Let me share a real-life story with you about a good friend of mine. His name is Glen and he lives here in the Nashville area, attends the same church as I do and has become a good friend over the last few years. Glen is a great guy. He lives life to the fullest and always ends up enhancing the lives of those around him. Quite frankly, I don’t know anyone who does not like Glen. The key to Glen’s happiness and success is not that he has no challenges in his life. In fact, he has had more than most of us. My friend’s key to success is how he handles those challenges, always looking for the “up-side” of any situation. He loves to find the win-win.
One day Glen was backing out of a parking space and inadvertently hit another vehicle. Most of us have been there at some point in our driving experience. Whether we are at fault or not, the initial meeting of two people that have just had an accident is usually fraught with anxiety and apprehension. Glen tells me that, as he exited his truck, he was already thinking to himself: “How can I make this better”. The vehicle was about 10 years old and the dent Glen caused, while not all that serious, was going to be expensive to fix in relation to the value of the vehicle. The police would need to fill out a report. The insurance company will send out an adjuster, get the dent fixed and reimburse the shop.
Glen decided to go for win-win. He asked the other driver what the vehicle was worth and offered to buy it for a fair price.

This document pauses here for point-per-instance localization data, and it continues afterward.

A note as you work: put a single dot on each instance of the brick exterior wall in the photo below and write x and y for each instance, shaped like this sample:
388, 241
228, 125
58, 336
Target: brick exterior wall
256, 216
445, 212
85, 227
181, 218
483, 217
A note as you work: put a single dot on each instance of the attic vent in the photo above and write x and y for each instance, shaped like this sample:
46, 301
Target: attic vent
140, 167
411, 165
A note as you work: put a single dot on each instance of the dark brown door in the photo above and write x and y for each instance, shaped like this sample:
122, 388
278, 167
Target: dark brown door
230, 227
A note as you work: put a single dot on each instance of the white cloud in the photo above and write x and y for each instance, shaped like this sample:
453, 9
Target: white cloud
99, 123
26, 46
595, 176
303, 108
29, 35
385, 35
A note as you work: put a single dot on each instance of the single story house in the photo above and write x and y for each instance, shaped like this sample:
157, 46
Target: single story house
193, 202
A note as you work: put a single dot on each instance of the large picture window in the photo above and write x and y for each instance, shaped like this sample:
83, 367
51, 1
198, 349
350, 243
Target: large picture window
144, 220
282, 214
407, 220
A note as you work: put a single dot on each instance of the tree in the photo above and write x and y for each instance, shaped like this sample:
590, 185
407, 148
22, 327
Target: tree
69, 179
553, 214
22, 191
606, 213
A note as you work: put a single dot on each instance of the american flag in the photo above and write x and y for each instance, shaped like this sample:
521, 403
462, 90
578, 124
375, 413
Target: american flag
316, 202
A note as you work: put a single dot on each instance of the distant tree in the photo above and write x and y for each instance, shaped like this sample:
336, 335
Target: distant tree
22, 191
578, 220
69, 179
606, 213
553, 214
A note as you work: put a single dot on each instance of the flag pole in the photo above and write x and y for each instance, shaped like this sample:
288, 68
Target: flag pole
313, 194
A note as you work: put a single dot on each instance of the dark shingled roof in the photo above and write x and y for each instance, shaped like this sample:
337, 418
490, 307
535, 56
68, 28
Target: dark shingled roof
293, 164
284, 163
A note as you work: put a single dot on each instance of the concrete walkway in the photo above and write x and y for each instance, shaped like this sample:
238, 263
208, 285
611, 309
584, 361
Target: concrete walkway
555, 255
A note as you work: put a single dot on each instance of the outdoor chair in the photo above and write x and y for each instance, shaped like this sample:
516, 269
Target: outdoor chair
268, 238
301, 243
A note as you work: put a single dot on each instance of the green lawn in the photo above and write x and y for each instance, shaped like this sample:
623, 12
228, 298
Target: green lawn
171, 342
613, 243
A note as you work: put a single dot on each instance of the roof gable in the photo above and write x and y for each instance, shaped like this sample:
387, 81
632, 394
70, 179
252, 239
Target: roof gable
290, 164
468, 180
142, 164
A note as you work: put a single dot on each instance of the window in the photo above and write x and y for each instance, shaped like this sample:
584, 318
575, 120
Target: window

By purchasing the damaged vehicle, Glen was able to make the damaged driver “whole” financially and then sell the vehicle to someone else (dent and all) to recoup most (or all) of his money. The financial impact to Glen is minimal and the other person will take the money and put it down on a nicer and newer vehicle. THAT’S WIN-WIN. Everyone comes out better when you reach win-win. If this same scenario had gone the “traditional” route, the outcome could have been much less desirable. In fact, the insurance company might have decided to total the vehicle, rather than repair it, and give the owner less than fair market value.
How much better would both your business and personal life be if you could just find the mutual benefit in each of your relationships? Is it easy? Not at first. But as you consciously look for the win-win in life, you will find it becomes a habit. Good habits produce the good things in life. Glen has been both a good friend and a good example in my life. I wish you could all know him, but obviously you cannot. What you CAN do is adopt his positive and upbeat perspective on life and set the example for those around you.